Tuesday, August 11, 2009

When Your Kids Really Need Both Parents

Whenever I teach a co-parenting course, I usually begin by emphasizing the pay-offs of positive co-parenting. I talk about how the parents need to love their children more than they hate each other. I remind them that -- as much as they might like to make their ex-spouse vanish from the planet -- the fact is, that bringing a child into the world means the two parents of that child will be connected to one another no matter what, for as long as that child lives.

This is unsettling news for many divorced parents who would prefer to move on with their lives and pretend that their children were born via immaculate conception or discovered motherless in a cabbage patch.

So, I often ask the parents to picture a future with their children. The one that includes the big events: graduations, weddings, births of grandchildren. Do they really want to force their precious children to choose which parent attends these events? Wouldn't it be nice to be able to share in the big events of their children's lives, without forcing leftover acrimony onto your child's special day?

This is the sort of standard stuff that I teach the divorcing parents that come into my classroom. This is fairly standard stuff with all parent coordinators out there... an ideal that seems unreachable from the point of view of warring ex-partners. Painting the picture of future highlight events seems to be a pretty typical approach.

Then, there was this past Friday. When two of the most successful co-parents I have ever known, were forced to co-parent through the unthinkable.

Let me introduce Vivian and Dan (names changed to protect privacy). When they divorced six years ago, they decided from the get-go that they were not going to allow their aggravation with each other spill over onto their three young children. Was it easy? Oh heck, no. I've seen Vivian so angry at Dan that she could just spit nails. But her children did not see it. I've seen Dan so bewildered at Vivian that he was nearly consumed with frustration. But his children did not see it. I've watched in admiration as both Vivian and Dan struggled with the exact same emotions and pains and shames and fears as any other divorcing couple. But they were dedicated to protecting their children from the choice they had made to divorce.

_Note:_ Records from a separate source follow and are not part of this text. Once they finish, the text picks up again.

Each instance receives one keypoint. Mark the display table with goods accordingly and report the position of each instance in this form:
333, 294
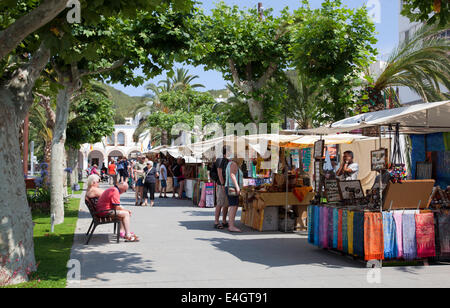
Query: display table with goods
270, 207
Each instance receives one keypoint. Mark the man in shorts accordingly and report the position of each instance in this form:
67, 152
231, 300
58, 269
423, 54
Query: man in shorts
222, 200
139, 178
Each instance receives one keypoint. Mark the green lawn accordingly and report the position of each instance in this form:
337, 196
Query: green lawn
52, 250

Shared parenting time? Sure. Vivian often thought Dan's parenting style was not up to her standard. But she knew it was adequate, and she backed off and allowed the children to have the kind of relationship with their father that they wanted to create. Holidays? Dan could have played the Disney Dad and bought his kids piles of goodies -- presents, vacations, expensive activities -- in a blatant attempt at one-upping Vivian... instead, he and Vivian coordinated the gifts and made sure that the kids knew they had come from BOTH parents, just like before the divorce.

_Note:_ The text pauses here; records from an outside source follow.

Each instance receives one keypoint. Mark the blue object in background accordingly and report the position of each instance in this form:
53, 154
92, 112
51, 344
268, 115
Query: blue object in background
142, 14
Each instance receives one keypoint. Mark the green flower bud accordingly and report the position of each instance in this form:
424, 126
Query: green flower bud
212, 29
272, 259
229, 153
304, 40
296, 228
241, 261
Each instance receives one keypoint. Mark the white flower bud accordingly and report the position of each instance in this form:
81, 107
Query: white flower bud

And seeing them together with their children, even after both Dan and Vivian moved on and developed relationships with other romantic partners, I could always see that they had made the effort to put their own differences aside, so that they could support their children through the highlights of their lives: sporting events, school plays, parent night at summer camp.

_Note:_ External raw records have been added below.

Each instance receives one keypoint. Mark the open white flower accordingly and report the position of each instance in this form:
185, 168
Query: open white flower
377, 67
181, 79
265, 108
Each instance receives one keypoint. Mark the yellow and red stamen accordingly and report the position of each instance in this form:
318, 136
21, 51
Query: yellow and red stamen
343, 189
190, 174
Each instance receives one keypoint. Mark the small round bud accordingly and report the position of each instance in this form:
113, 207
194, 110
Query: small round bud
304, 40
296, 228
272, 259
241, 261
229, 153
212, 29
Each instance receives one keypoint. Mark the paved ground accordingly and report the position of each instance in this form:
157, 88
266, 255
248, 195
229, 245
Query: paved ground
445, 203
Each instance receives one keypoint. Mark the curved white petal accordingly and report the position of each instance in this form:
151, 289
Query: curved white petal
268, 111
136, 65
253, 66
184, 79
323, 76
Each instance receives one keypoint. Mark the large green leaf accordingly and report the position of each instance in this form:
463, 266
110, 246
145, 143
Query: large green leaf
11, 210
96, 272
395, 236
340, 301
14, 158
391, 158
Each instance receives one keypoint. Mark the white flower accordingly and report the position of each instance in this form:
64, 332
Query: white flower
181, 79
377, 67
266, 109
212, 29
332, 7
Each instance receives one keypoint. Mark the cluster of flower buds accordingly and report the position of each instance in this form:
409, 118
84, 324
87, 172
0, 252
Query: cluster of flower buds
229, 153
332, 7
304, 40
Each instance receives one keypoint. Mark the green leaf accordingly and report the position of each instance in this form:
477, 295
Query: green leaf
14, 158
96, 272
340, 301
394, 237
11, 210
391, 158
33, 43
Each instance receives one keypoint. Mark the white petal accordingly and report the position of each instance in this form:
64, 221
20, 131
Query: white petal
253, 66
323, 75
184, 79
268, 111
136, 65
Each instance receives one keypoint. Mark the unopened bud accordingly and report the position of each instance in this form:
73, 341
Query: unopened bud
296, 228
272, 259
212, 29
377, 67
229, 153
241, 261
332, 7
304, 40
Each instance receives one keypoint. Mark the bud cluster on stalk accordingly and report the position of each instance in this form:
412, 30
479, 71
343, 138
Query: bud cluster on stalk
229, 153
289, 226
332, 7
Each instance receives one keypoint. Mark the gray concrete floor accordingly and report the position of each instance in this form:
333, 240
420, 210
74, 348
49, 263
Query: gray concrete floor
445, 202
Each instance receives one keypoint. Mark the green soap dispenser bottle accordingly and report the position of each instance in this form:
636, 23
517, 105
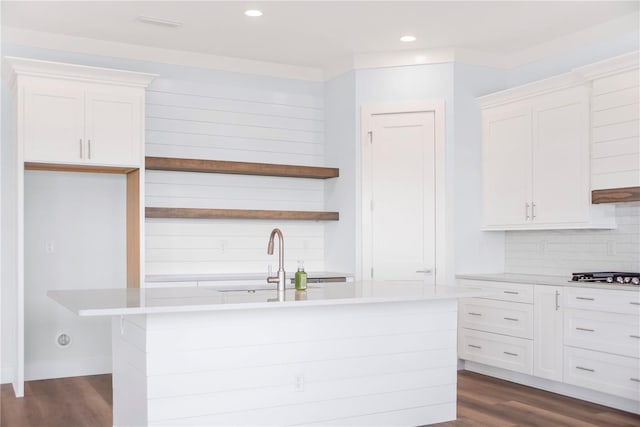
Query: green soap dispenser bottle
301, 277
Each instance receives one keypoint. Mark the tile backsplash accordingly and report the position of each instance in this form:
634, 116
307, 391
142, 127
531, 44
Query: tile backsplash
561, 252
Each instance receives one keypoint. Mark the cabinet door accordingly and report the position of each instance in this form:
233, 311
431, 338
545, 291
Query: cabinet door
506, 165
53, 123
113, 126
561, 187
547, 333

Because this past Friday, Vivian and Dan had to endure the most excruciatingly harsh, intense pain a parent can imagine. They had to bury their thirteen-year-old child.

This is the image that is now seared onto my heart when I think of Vivian and Dan: the family sitting on the front row at the funeral service, older brother and younger sister of the deceased sitting in the middle; flanked on one side by Mom (Vivian), and on the other by Dad (Dan). The outer bookends of the row occupied by Vivian's significant other on one side, and Dan's girlfriend on the other. And when the pastor sang the final song -- one appropriately titled "Victory" -- Vivian and Dan took each other by the hand, and raised their clasped hands high into the air; a gesture of surrender to the Plan of the Great Creator, a gesture of support to one another, a gesture of strength as they created a protective tent over the heads of their two grieving children.

Naturally, I do not wish such a fate on anyone. And, when I teach co-parenting, I will still go back to the visual imagery of parents sharing the highlights -- the graduations, the weddings.

But the children of divorce HAVE suffered a death. They just didn't get a funeral. They still suffer the death of their family as they knew it. They suffer the death of confidence and trust in their world. They often suffer the premature end of their own childhood.

Wouldn't it be great if all parents would be willing to sacrifice until they found a way to surrender to the things that are larger than they are; give parenting support to one another; and use their strength and power to protect their children from the ravages of divorce.